Nowadays, on the rare occasion that I actually use the Wii, I just use BootMii as boot2 to boot directly into the Homebrew Channel.


----------



## metamaster (Aug 9, 2011)

Team Twiizers never ceases to amaze. And they've even put the time to make a nice webpage. This is the easiest hack since jaibreakme.


----------



## hanibel (Aug 9, 2011)

So they have time to "reverse engineer, hack and implement" this hack and couldn't get a simple fix for the network init function of the hbc done in nearly a year? Give me a break, this team is as ridiculous as they're user data-hungry. A simple pc tool for self-signing the binary would have been perfectly fine. As if that were not enough, the exploit only works on this useless 4.3 system menu.


----------



## impizkit (Aug 9, 2011)

hanibel said:
			
		

> So they have time to "reverse engineer, hack and implement" this hack and couldn't get a simple fix for the network init function of the hbc done in nearly a year? Give me a break, this team is as ridiculous as they're user data-hungry. A simple pc tool for self-signing the binary would have been perfectly fine. As if that were not enough, the exploit only works on this useless 4.3 system menu.

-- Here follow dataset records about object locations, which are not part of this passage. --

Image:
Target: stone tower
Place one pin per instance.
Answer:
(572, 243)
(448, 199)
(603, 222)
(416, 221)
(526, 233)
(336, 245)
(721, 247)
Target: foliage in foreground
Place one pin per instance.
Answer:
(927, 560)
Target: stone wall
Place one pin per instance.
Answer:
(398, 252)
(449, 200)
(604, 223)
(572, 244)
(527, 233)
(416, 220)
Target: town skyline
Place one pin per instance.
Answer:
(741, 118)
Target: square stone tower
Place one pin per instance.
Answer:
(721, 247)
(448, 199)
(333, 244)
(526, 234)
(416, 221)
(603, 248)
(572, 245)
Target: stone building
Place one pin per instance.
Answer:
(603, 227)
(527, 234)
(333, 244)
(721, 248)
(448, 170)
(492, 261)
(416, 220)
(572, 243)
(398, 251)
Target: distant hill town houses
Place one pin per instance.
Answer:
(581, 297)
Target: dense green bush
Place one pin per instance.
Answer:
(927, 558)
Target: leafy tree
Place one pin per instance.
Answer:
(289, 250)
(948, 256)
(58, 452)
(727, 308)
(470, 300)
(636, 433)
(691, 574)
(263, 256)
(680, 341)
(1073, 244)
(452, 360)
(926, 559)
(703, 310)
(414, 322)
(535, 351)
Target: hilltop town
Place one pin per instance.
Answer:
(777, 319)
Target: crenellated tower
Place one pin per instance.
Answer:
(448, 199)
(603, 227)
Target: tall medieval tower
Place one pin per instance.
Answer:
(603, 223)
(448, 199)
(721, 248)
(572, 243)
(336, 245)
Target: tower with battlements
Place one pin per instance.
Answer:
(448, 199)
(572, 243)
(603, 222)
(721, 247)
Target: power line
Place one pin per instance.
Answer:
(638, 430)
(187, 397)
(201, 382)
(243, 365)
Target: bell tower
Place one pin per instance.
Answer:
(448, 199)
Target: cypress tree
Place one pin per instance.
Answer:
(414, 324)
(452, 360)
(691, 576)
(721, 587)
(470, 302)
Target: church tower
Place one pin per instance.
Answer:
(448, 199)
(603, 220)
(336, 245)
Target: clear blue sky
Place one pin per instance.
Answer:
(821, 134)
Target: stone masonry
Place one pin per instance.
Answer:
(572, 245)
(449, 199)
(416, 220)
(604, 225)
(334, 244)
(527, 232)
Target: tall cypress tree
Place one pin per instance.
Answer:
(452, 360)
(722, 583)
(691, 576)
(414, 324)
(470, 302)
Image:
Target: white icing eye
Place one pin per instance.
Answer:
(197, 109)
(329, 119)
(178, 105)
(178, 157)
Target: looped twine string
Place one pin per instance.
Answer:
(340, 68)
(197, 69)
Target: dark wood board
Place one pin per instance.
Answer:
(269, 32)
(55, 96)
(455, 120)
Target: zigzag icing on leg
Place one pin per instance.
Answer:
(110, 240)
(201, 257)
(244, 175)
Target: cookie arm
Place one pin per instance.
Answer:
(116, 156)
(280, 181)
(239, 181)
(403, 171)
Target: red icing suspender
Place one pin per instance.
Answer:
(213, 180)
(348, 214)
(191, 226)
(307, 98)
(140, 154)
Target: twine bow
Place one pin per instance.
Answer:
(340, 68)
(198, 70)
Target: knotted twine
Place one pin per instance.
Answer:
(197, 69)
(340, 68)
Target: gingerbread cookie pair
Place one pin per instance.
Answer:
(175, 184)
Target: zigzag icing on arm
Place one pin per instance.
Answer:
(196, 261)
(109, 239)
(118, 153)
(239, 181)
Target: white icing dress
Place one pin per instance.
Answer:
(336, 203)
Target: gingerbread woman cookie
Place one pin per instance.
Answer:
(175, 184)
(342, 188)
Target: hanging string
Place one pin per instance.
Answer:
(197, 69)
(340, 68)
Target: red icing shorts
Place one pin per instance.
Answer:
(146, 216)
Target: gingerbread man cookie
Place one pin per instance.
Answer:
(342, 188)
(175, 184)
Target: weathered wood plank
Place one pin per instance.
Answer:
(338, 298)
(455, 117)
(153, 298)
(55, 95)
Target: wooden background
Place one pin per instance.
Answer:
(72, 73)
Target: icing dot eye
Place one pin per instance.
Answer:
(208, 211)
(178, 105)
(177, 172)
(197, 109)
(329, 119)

Somebody created an account to bitch!


----------



## hanibel (Aug 9, 2011)

Yes I did. Somebody had to speak the truth rather than join the TT ass kissing majority.


----------



## JoostinOnline (Aug 9, 2011)

hanibel said:
			
		

> As if that were not enough, the exploit only works on this useless 4.3 system menu.


ROFL, you are such an idiot.  4.3 is the only System Menu without an exploit that didn't require a disc, with the exception of 2.x which came on launch Wii's and can't use the SD card for storing channels.


----------



## Snailface (Aug 9, 2011)

hanibel said:
			
		

> Yes I did. Somebody had to speak the truth rather than join the TT ass kissing majority.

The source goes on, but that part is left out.